A “Exame” que está nas bancas contém uma reportagem, “A busca continua”, na qual a jornalista Naiara Bertão informa que três fundos reuniram “quase 2 bilhões de reais para encontrar os ‘unicórnios’ brasileiros”. Unicórnios são “empresas de tecnologia que valem mais de 1 bilhão de dólares”. “Fundos de menor porte captaram mais 500 milhões de reais.” Há, portanto, capital para empreendedores. Os negócios precisam ser tão-somente confiáveis, quer dizer, lucrativos e estáveis.

Na edição de sexta-feira, 3, a manchete do “Valor” assinala: “Expansão global já ajuda o Brasil via commodities”. O repórter Sergio Lamucci escreve: “O crescimento mais forte e sincronizado das maiores economias do mundo, fenômeno que não ocorria desde a crise de 2008, está impulsionando os preços das commodities e beneficiando o Brasil. Em 12 meses até fevereiro, o índice de termos de troca — a relação entre preços de exportação e de importação — subiu 8,2%. (…) A alta das commodities, além de engordar o saldo comercial — superávit de US$ 51 bilhões também em 12 meses até fevereiro —, valoriza o real e melhora a arrecadação de tributos, uma boa notícia para os Estados”.

Na mesma edição, a reportagem “Goiás colhe a safra da recuperação”, de Cristiano Zaia, anota que o Estado “vai produzir 21,1 milhões de toneladas de grãos de soja e milho. Será a safra da recuperação, 20,5% maior que a anterior. (…) Pelos cálculos do Ministério da Agricultura, o valor bruto da produção de soja chegará a US$ 12,4 bilhões em Goiás em 2017, mesmo nível de 2016. Mas o do milho poderá aumentar quase 70%, para R$ 6,4 bilhões”. O produtor Vilmar de Oliveira Filho, de Rio Verde, comemora: “Está colhendo 63 sacas de soja por hectare, bem mais do que as 50 da safra anterior”. As chuvas ajudaram. A chamada “âncora verde” tem contribuído para que a crise em Goiás — que não é uma ilha — seja menos sentida do que em Estados como Rio Grande do Sul, Minas Gerais e Rio de Janeiro, a rigor, muito mais ricos, porém de economias menos estáveis.

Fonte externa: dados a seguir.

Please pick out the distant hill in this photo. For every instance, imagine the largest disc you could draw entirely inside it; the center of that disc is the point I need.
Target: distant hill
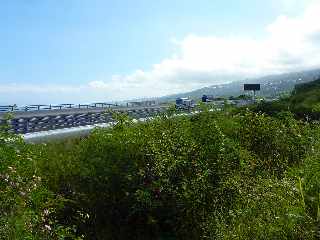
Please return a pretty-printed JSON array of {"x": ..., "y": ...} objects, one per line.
[
  {"x": 271, "y": 86},
  {"x": 304, "y": 101}
]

Se há o início de uma recuperação, em parte decorrente das medidas tomadas pelo governo de Mi­chel Temer e Henrique Meirelles, es­pécie de primeiro-ministro — no presidencialismo-parlamentarismo à brasileira é a economia e não a política que determina os passos —, como a contenção dos gastos públicos, o quadro pode ser comparado a uma louça. A estabilidade econômica está apenas no começo — e difere da estabilidade sólida dos governos de Itamar Franco e de seu “primeiro-ministro” Fernando Henri­que Cardoso —, portanto é frágil, e a instabilidade institucional, se a La­va Jato levar Michel Temer de roldão, como “parceiro de jornada” da ex-presidente Dilma Rousseff, e é mesmo muito difícil (talvez impossível) dissociá-los, porque não havia duas campanhas eleitorais em 2014, a economia será abalada e, doravante, a recuperação será ainda mais difícil.

A realpolitik sugere que ruim com Michel Temer mas muito pior sem o presidente peemedebista. Os que se fiarem exclusivamente no debate ideológico por certo assistirão, de camarote, a economia do país soçobrar. Sem o veterano líder, certamente caem por terra as reformas Trabalhista e da Previdên­cia. Sem elas, sobretudo sem a segun­da, o Estado brasileiro se tornará inviável nos próximos anos. O presidente não é excelente, mas o país precisa mais dele do que ele precisa do país. No momento, ao menos.